# Data Integration
### Table of Contents
- [Requirements](#requirements)
- [Structuring Historical Yield Data](#structuring-historical-yield-data)
- [Structuring Historical Price Received Data](#structuring-historical-price-received-data)
- [Structuring Historical Weather Data](#structuring-historical-weather-data)
- [Integrating Data](#integrating-data)

## Requirements

In [1]:
import pandas as pd

In [2]:
## saving state names for later use
states = ['ILLINOIS', 'INDIANA', 'IOWA', 'MINNESOTA', 'MISSOURI', 'NEBRASKA']
months = ['APR', 'AUG', 'DEC', 'FEB', 'JAN', 'JUL', 'JUN', 'MAR', 'MAY', 'NOV', 'OCT', 'SEP']

## reading raw data CSVs
yield_raw = pd.read_csv('../../data/raw/yield_raw.csv') # file path appears as `data/raw/yield_raw.csv` in `integration.py`
price_received_raw = pd.read_csv('../../data/raw/price_received_raw.csv') # file path appears as `data/raw/price_received_raw.csv` in `integration.py`
weather_raw = pd.read_csv('../../data/raw/weather_raw.csv') # file path appears as `data/raw/weather_raw.csv` in `integration.py`

## Structuring Historical Yield Data

In [3]:
## dropping records of unnecessary states and focusing the reference period to only annual records
## dropping duplicate records and preserving the first appearence of year/state record
yield_raw = yield_raw[(yield_raw['state_name'].isin(states)) & (yield_raw['reference_period_desc'] == 'YEAR')]\
    .drop_duplicates(subset=['year', 'state_name', 'util_practice_desc'])

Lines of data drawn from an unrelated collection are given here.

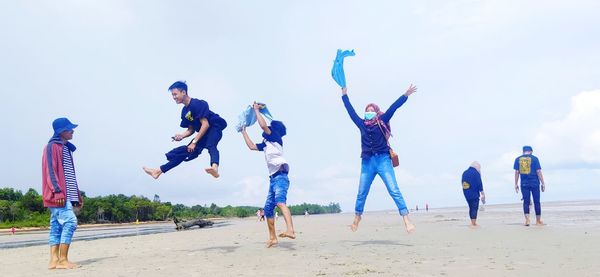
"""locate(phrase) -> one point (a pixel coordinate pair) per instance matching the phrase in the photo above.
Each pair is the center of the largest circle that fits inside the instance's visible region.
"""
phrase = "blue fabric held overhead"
(337, 72)
(248, 117)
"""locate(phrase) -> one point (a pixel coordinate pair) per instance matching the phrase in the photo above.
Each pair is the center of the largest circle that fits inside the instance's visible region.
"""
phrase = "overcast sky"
(492, 77)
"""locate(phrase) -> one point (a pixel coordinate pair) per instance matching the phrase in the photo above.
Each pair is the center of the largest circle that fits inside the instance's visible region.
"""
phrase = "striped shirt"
(70, 180)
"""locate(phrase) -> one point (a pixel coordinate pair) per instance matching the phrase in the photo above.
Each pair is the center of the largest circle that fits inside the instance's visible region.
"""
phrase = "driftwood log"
(182, 225)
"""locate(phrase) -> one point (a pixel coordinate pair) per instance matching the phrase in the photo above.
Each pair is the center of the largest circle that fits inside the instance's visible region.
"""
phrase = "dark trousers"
(473, 207)
(209, 141)
(527, 192)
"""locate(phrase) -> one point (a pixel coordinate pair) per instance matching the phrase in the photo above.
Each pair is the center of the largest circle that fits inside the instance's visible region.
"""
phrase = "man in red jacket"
(60, 192)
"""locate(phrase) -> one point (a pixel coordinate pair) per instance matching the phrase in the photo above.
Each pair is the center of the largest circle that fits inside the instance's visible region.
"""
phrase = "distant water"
(32, 238)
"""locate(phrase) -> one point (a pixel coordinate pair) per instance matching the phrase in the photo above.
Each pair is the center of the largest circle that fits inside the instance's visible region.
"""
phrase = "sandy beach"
(443, 245)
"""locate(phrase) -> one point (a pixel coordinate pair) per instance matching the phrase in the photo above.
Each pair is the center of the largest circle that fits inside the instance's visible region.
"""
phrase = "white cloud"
(575, 139)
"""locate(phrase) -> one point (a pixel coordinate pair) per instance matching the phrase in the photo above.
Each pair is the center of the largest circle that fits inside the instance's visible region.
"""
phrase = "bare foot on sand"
(354, 225)
(213, 171)
(52, 264)
(65, 265)
(272, 242)
(410, 228)
(152, 172)
(288, 234)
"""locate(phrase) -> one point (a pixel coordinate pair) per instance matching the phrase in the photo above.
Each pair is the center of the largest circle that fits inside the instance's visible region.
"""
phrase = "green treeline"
(26, 210)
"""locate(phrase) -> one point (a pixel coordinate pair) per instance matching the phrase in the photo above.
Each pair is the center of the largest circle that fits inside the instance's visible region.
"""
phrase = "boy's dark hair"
(180, 85)
(278, 127)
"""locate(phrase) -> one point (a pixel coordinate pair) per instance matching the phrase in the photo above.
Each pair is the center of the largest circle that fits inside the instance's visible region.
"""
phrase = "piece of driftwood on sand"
(182, 225)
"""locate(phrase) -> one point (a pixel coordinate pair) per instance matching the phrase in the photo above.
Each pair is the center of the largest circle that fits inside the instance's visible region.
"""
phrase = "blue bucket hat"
(278, 127)
(62, 124)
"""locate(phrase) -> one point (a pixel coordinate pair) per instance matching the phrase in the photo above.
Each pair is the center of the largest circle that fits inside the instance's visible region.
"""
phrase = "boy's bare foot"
(287, 234)
(65, 265)
(354, 225)
(410, 228)
(212, 172)
(152, 172)
(52, 264)
(271, 242)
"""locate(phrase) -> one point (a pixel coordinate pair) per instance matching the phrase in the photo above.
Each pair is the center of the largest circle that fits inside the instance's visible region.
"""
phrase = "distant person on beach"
(473, 190)
(60, 192)
(197, 118)
(527, 166)
(278, 167)
(375, 131)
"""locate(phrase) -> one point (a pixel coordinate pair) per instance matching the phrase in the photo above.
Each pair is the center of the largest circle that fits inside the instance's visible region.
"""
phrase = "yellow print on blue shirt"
(466, 185)
(188, 116)
(525, 165)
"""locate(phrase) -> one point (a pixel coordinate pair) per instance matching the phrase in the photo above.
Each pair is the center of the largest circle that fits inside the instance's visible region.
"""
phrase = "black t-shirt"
(196, 110)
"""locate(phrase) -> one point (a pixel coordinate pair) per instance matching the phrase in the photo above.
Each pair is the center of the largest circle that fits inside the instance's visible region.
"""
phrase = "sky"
(492, 76)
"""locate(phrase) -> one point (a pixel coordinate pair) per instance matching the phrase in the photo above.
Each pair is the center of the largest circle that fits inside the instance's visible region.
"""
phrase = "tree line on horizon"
(18, 209)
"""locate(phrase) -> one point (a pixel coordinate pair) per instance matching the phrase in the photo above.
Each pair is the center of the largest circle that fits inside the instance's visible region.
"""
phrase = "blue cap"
(278, 127)
(62, 124)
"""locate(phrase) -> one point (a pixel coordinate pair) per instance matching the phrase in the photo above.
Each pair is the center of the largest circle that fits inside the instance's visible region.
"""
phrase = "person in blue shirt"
(272, 146)
(198, 119)
(375, 131)
(527, 166)
(473, 189)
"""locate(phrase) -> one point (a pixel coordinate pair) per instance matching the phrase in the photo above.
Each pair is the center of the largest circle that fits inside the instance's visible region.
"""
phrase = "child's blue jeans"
(378, 164)
(277, 193)
(63, 224)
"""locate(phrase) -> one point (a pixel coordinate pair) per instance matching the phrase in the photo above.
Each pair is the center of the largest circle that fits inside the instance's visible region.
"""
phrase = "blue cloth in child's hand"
(248, 117)
(337, 72)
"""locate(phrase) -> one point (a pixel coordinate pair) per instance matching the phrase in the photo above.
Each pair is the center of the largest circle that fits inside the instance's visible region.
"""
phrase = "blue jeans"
(277, 193)
(527, 192)
(63, 224)
(210, 140)
(473, 207)
(378, 164)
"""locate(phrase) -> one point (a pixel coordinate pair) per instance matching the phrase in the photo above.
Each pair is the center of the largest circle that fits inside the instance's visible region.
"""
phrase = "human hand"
(411, 89)
(191, 147)
(256, 106)
(177, 137)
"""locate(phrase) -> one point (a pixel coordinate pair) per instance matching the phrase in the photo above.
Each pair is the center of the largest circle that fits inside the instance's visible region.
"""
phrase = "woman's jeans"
(378, 164)
(63, 224)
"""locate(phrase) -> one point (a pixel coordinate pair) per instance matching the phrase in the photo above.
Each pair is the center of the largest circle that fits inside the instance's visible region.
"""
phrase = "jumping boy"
(199, 119)
(278, 167)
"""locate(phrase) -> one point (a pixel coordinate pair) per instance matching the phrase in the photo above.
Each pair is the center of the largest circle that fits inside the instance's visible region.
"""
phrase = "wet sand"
(443, 245)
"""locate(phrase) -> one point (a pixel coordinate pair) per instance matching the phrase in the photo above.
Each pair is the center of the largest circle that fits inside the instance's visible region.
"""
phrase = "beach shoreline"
(443, 245)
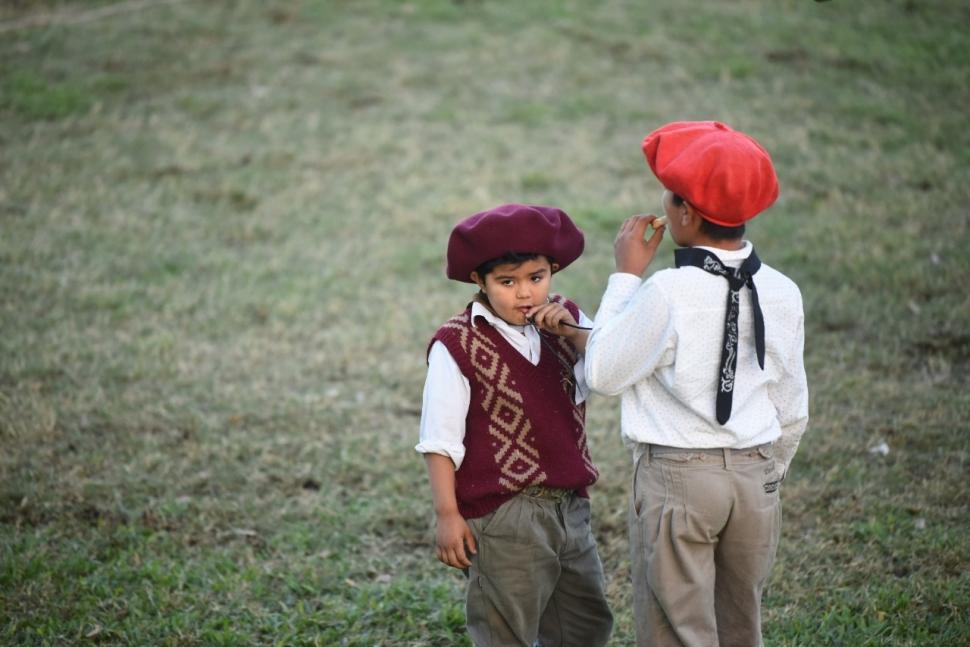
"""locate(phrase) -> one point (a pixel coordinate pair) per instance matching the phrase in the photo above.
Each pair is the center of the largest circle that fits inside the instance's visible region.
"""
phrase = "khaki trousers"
(537, 578)
(704, 527)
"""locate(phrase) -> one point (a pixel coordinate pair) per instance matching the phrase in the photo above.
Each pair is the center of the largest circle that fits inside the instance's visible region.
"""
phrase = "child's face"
(513, 289)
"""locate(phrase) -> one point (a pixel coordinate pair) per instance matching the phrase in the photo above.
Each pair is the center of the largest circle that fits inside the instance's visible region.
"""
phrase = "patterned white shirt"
(657, 344)
(447, 393)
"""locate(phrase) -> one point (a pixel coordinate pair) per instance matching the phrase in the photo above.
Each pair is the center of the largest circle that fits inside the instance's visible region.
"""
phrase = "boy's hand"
(452, 536)
(633, 254)
(550, 317)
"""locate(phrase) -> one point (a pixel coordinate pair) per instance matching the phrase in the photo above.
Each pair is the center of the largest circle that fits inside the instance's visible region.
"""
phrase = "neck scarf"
(737, 279)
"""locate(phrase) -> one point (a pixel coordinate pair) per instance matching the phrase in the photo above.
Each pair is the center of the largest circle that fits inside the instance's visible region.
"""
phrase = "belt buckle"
(543, 492)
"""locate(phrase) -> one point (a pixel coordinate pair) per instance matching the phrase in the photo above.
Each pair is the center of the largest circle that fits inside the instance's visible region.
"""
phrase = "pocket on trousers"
(772, 477)
(506, 521)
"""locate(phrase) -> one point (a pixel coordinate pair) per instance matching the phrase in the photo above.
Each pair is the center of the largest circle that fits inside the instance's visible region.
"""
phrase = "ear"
(688, 214)
(477, 279)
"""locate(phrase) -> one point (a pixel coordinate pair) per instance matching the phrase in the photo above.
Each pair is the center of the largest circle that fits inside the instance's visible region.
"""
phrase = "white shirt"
(447, 392)
(657, 344)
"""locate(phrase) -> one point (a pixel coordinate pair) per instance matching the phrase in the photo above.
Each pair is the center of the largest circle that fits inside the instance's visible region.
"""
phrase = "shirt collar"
(731, 256)
(479, 310)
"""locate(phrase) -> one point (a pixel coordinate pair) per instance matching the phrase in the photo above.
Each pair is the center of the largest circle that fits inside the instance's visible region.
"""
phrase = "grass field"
(223, 226)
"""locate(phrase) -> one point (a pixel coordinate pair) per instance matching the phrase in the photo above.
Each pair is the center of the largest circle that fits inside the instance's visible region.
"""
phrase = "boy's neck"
(706, 241)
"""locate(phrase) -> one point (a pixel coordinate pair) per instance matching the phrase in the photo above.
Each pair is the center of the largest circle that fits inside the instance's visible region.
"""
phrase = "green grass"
(222, 228)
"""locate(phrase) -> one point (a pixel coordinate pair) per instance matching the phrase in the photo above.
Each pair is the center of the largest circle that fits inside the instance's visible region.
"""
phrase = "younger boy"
(502, 432)
(707, 359)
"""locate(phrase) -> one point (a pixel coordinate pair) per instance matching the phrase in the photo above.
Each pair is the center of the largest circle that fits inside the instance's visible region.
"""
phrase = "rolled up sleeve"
(447, 395)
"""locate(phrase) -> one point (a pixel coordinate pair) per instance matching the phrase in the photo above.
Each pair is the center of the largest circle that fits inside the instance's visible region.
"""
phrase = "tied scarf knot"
(737, 279)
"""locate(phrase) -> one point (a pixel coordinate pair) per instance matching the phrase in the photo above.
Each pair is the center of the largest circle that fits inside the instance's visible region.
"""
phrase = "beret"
(723, 173)
(522, 228)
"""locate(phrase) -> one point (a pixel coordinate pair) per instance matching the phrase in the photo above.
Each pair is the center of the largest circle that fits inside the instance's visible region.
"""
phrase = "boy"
(502, 432)
(707, 359)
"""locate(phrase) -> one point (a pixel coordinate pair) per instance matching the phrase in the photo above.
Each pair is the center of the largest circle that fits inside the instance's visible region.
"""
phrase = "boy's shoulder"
(768, 276)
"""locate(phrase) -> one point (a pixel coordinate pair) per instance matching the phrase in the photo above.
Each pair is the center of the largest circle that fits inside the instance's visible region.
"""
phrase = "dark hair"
(508, 258)
(713, 230)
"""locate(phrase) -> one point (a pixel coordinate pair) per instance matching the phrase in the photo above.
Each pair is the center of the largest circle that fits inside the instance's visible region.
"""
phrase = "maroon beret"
(522, 228)
(723, 173)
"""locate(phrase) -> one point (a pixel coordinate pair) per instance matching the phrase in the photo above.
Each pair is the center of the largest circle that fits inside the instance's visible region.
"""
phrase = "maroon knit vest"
(522, 427)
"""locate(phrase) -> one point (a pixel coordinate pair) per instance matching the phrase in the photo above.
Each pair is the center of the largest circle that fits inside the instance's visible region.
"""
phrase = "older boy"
(707, 358)
(503, 435)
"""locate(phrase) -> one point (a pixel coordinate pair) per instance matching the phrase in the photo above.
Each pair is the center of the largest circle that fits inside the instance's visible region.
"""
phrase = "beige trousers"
(537, 578)
(704, 527)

## pivotting the dataframe
yield_raw = yield_raw.pivot(
    index=['year', 'state_name'],
    columns='util_practice_desc',
    values='Value'
).reset_index()

In [4]:
yield_raw['state_name'].value_counts()

state_name
ILLINOIS     159
INDIANA      159
IOWA         159
MINNESOTA    159
MISSOURI     159
NEBRASKA     159
Name: count, dtype: int64

## Structuring Historical Price Received Data

In [5]:
## pivotting the dataframe
price_received_raw = price_received_raw.pivot(
    index=['year', 'state_name'],
    columns='reference_period_desc',
    values='Value'
).reset_index()
for x in price_received_raw.columns:
    price_received_raw.rename(columns={x:x+'_preceived'}, inplace=True) if x in months else x

## Structuring Historical Weather Data

In [7]:
## renaming `weather_raw` dataframe columns to be consistent with `yield_raw` and `price_received_raw` for ease in merging
weather_raw = weather_raw.rename(columns={'Date':'year', 'state':'state_name'})

## Integrating Data

In [9]:
## merge `yield_raw` and `price_received_raw`
temp = yield_raw.merge(price_received_raw, on=['year', 'state_name'], how='outer')

## merge the aforementioned merged dataframe with `weather_raw`
integrated = temp.merge(
    weather_raw,
    on=['year', 'state_name'],
    how='outer'
)

## rename the final dataframe's columns to all lowercase
for x in integrated.columns:
    integrated.rename(columns={x:x.lower()}, inplace=True)

# save the dataframe as a local CSV
integrated.to_csv('../../data/raw/integrated.csv', index=False) # file path appears as `data/raw/integrated.csv` in `integration.py`